No emitter cap' and the emitter voltage follows sympathetically whatever
voltage is fed to the base.
This emitter voltage is across the emitter resistor,
Therefore the emitter current also follows in sympathy.
As the emitter current is pretty much the collector current, then the
collector voltage must also follow suit.
As the collector resistor is a bigger resistance than the emitter resistor
then the voltage across the collector resistor must be a bigger version of
the emitter voltage. You've already fixed the current (a.c.) that can flow
down the transistor by using the emitter resistor, so a value of collector
resistor can be chosen to give whatever voltage gain you want (or even
voltage loss).

Add an emitter cap' and you lose the ability to develop a voltage across the
external emitter resistor *but* you still have a small resistance inside the
transistor at work. This resistor value is = 25 / emitter ma's.
(In your case, the quiescent transistor emitter current is set about 0.45ma,
so this internal resistor is 25 / 0.45 =56ohm.)
Thus the input signal voltage across this internal emitter resistance sets
the emitter current and hence the collector current and in turn the colector
voltage and overall voltage gain.

So ...

Without an emitter cap' your circuit has a fluctuating emitter current of
100mVac / 1500ohms = 67uA. This turns up across the 10k collector resistor
as a fluctuating voltage of 67uA X 10kohms = 0.67Vac. Thus the stage has a
voltage gain of 0.67Vac / 100mVac =6.7 times.

With an emitter cap' the fluctuating emitter current is 100mVac / 55ohms =
1.8ma. This tries to force a fluctuating voltage across the 10k collector
resistor of 1.8ma X 10k = 18Vac!. Thus the voltage gain is massively higher
(consequently clipped at the rails), as can be seen on the scope display.

There's other knock on effects caused by this high gain and in practice it's
better to leave some undecoupled external emitter resistance.
Essentially, go for quality rather than quantity.

regards
john

5. zalzonGuest

Thanks john your reply cleared up some issues. Its starting to make
sense.

Who would have thought learning electronics could be so complex

6. zalzonGuest

Thank you all for your reply, I'm going through each message twice
trying to follow the examples & calculations laid out.

You people must all be pros cos you seem to understand it like the

Thanks once again.

7. zalzonGuest

No its not the math at all. Its the lack of clear, proper
explainations of what's going on in a circuit.

Sometimes when i read explainations, i get the impression the author
of a textbook/message is talking to himself. He has lost conciousness
of the fact that he's explaining it to a beginner.

If a beginner could understand all that techno bable on electronics,
he would not be asking for an explaination in the first place.

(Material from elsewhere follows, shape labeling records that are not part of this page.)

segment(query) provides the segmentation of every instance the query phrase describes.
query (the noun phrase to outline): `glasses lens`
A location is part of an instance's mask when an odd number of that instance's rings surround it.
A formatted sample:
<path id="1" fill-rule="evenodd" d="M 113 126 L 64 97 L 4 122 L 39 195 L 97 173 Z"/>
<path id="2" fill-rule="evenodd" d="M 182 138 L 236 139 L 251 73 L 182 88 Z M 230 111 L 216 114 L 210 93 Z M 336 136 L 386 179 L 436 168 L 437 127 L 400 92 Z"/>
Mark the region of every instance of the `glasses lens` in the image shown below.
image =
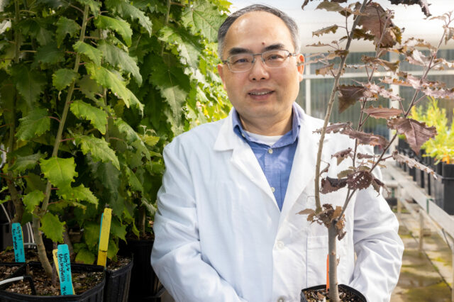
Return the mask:
<path id="1" fill-rule="evenodd" d="M 240 53 L 230 57 L 228 66 L 233 72 L 248 70 L 253 65 L 254 57 L 250 53 Z"/>
<path id="2" fill-rule="evenodd" d="M 262 57 L 269 67 L 282 67 L 287 61 L 289 53 L 287 50 L 270 50 L 263 52 Z"/>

Too many instructors/authors just fly over the essential or difficult
points assuming its all obvious when its obviously not. It may be
obvious after spending 3 yrs in the field but its not to a beginner.

8. A EGuest

You want clear explanations? Head for the used book store, and find books from
the golden era of electronics hobbyists: the 1960s. Understanding electronics,
for example, the Schaum outline series. I think that most books these days exist
mainly to make money through university sales, but back then, it was for the
passion of the thing.